How long has Tony been doing the firewalk at Unleash the Power Within events?
The firewalk has been part of Unleash the Power Within for over 35 years. Tony first learned to firewalk in 1983 and soon incorporated the firewalk into his seminars as a “powerful expression of moving beyond one’s fears.”
What is the purpose of the firewalk? What benefits do people get from the experience?
Firewalking isn’t just a mind-over-matter process. Walking over hot coals is a symbolic experience that gives people the courage to take on any challenge. After all, if they can make it through the fire, they can make it through anything.
Many of the people who have completed the firewalk report a renewed certainty and self-assuredness that carries into every aspect of their lives. While their circumstances vary widely, participants report less stress and anxiety after the firewalk, having found the inner strength to address what’s holding them back in their career, their health or in their relationships.
The lesson of the firewalk is not about the fire, but about what it takes to get through it—which can be applied to any aspect of a person’s life.
Where did the idea of the firewalk originate? Do other groups offer it as part of personal development courses?
Firewalking has been practiced by people from different cultures for thousands of years. The earliest known firewalk happened in present-day India in 1200 B.C.
Firewalking is a popular personal development practice, though we do not know of any other firewalk that is done in this kind of context, that is, a multi-day event with specific curriculum and experiences designed to increase psychological self-awareness, improve health and vitality, uncover the path to financial freedom and create stronger personal bonds.
Are attendees required to do the firewalk? Is there an alternative for those people who don’t want to do the walk?
Attendees are not required to do the firewalk; participation is 100% voluntary. If an attendee chooses not to do the firewalk, they are welcome to stay at the venue and participate by encouraging others as they do so.
What are the risks of the firewalk?
There are inherent risks to firewalking, which are detailed for all seminar attendees.
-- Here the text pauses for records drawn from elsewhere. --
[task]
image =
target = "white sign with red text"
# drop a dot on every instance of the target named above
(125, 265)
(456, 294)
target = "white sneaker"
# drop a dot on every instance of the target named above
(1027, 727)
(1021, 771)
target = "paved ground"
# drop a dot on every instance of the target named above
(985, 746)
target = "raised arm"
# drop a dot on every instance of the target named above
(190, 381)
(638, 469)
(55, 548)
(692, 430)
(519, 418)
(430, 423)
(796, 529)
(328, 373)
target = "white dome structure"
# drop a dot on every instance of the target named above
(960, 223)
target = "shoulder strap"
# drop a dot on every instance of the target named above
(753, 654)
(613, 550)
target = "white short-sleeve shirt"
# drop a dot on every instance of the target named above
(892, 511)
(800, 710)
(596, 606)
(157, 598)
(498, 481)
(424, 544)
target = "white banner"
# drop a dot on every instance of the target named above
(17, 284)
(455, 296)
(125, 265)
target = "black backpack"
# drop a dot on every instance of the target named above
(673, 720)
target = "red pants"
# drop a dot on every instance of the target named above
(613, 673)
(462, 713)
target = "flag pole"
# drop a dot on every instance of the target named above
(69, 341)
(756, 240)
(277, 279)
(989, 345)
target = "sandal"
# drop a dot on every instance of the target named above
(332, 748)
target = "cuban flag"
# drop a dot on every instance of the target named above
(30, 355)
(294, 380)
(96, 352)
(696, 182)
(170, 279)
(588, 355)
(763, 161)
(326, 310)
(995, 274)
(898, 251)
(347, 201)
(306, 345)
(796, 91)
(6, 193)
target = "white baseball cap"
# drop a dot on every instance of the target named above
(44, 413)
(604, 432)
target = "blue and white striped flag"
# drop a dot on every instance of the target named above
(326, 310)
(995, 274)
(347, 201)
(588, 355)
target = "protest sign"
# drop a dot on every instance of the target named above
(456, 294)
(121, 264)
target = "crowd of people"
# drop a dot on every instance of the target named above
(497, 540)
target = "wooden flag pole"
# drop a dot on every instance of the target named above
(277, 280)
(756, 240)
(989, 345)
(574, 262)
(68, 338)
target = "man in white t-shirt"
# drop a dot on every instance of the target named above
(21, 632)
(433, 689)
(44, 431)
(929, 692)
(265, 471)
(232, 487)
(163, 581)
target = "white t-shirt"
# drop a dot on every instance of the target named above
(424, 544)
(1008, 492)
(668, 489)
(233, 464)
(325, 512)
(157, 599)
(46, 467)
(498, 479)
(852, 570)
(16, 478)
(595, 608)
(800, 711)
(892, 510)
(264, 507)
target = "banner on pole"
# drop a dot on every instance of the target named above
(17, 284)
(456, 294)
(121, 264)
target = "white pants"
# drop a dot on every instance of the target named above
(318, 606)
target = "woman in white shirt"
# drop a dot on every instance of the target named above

Failure to adhere to the rules of the event, including standing in one spot too long or attempting to run across the coals, can increase the odds of blisters and burning.
The vast majority of participants—more than 99%—experience no significant side effects from the firewalk.
What support and instructions are provided to participants?
Participants are extensively prepped during the seminar, on firewalking, and how to successfully get through the firewalk.
What kinds of side effects are most common?
The most common side effect of the firewalk is hot spots, similar to a sunburn on the soles of the feet, which can be treated with aloe vera. Fewer than 1% of participants experience hot spots or blisters as part of the firewalk and their symptoms are typically resolved in one or two days.
Why do participants scream and yell before, during and after the firewalk?
The energetic and supportive group environment is critical to helping participants get and stay in their peak “state” to complete the firewalk. Vocalizing their support through chants and yells helps carry participants through the exercise.
Are there any medical treatments that are done on-site to prevent blisters?
After doing the firewalk, attendees will have their feet hosed down to ensure that hot coals haven’t stuck to their toes, as those can cause hot spots or blisters. If participants do experience the hot spots or blisters, there is a trained team on site to evaluate and treat.
Have you changed any procedures for the firewalk over the years?
The firewalk has remained largely unchanged since it was first introduced at Unleash the Power Within, though we have had to expand the venue to accommodate growing crowds at the seminar. We now also explicitly instruct attendees to put away their mobile devices, including taking photos or videos, until after their firewalk is complete.